Certain roles within Partner Center might not have the necessary expertise or reach to act on important security-related incidents. All partners should update the security contact for their partner tenant.

The security contact is either an individual or a group of people who are accountable for security-related issues within the partner organization.

Implementation steps

Populate the email, phone number, and name of the individual or group that's responsible for responding to security incidents in your company.

Resources

• Cloud Solution Provider security contact

Recommended requirement: Users with administrative roles in the customer tenants must use MFA

Security score points: 20

Requiring MFA for administrative roles in the customer tenant makes it harder for attackers to access accounts. Administrative roles have higher permissions than typical users have. If any of those accounts are compromised, the entire organization is exposed.
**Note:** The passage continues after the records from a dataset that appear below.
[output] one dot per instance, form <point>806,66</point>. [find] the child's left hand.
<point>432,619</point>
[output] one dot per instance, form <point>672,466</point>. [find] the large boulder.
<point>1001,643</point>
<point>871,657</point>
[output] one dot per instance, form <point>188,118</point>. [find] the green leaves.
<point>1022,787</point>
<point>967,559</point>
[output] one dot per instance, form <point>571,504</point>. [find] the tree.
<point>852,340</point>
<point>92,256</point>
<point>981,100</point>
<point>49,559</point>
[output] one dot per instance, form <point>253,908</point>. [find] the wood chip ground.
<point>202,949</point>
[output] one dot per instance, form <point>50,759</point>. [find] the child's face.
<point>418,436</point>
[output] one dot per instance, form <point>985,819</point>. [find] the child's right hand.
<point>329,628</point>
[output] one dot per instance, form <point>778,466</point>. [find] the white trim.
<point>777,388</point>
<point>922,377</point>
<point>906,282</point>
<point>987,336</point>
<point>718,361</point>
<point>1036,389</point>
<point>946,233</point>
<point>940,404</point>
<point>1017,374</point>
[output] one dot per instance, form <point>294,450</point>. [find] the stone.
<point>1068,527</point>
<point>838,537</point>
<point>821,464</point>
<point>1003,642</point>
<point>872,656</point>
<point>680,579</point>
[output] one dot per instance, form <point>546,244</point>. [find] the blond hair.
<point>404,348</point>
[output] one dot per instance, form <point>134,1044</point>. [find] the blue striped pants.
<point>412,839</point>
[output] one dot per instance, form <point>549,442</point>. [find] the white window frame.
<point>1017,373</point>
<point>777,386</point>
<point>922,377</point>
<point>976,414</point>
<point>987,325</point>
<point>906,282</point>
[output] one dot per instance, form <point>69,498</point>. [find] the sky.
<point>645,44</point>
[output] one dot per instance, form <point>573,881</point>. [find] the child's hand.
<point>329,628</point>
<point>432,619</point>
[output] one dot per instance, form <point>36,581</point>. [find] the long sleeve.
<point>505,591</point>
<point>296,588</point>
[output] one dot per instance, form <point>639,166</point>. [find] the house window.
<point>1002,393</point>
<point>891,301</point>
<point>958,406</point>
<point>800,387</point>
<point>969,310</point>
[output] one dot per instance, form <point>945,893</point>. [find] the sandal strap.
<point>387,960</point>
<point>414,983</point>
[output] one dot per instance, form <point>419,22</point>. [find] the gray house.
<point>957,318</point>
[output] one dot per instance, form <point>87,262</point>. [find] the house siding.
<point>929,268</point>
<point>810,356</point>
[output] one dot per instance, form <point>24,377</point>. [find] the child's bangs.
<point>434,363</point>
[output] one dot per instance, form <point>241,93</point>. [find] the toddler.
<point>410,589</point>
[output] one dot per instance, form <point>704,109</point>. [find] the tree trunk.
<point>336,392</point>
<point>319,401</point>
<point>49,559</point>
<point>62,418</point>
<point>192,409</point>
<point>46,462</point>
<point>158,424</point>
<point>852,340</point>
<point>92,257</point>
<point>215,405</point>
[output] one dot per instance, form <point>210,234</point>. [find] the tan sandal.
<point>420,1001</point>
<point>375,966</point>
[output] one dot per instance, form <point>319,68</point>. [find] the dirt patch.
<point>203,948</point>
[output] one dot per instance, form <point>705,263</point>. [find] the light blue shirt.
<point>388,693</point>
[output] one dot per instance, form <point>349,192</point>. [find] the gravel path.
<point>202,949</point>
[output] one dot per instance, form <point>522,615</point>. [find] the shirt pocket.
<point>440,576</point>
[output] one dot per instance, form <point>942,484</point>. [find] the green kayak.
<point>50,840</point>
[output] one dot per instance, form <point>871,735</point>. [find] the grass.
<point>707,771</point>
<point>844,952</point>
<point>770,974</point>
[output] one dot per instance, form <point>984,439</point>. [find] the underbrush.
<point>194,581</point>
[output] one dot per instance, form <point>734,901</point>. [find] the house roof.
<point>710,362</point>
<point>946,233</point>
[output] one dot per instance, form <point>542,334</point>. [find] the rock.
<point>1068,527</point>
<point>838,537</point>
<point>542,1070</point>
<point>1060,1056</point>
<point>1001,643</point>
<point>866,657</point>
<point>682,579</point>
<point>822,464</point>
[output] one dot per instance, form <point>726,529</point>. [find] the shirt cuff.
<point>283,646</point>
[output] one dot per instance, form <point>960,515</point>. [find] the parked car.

At a minimum, protect the following roles:

• Global administrator
• Authentication administrator
• Billing administrator
• Conditional Access administrator
• Exchange administrator
• Helpdesk administrator
• Security administrator
• SharePoint administrator
• User administrator

Implementation steps

Go to Customer MFA statistics. This page highlights key information about each customer's MFA security posture:

• Customer: The customer's name.
• Admins with MFA enabled: The number of admins in the customer's tenant who have MFA enabled.
• Non-admins with MFA enabled: The number of non-admin users in the customer's tenant who have MFA enabled.
• Total users: The total number of users in the customer's tenant.

You can search for statistics of a specific customer on the same page by using the Search box.

For detailed steps, see Manage a customer's MFA security posture.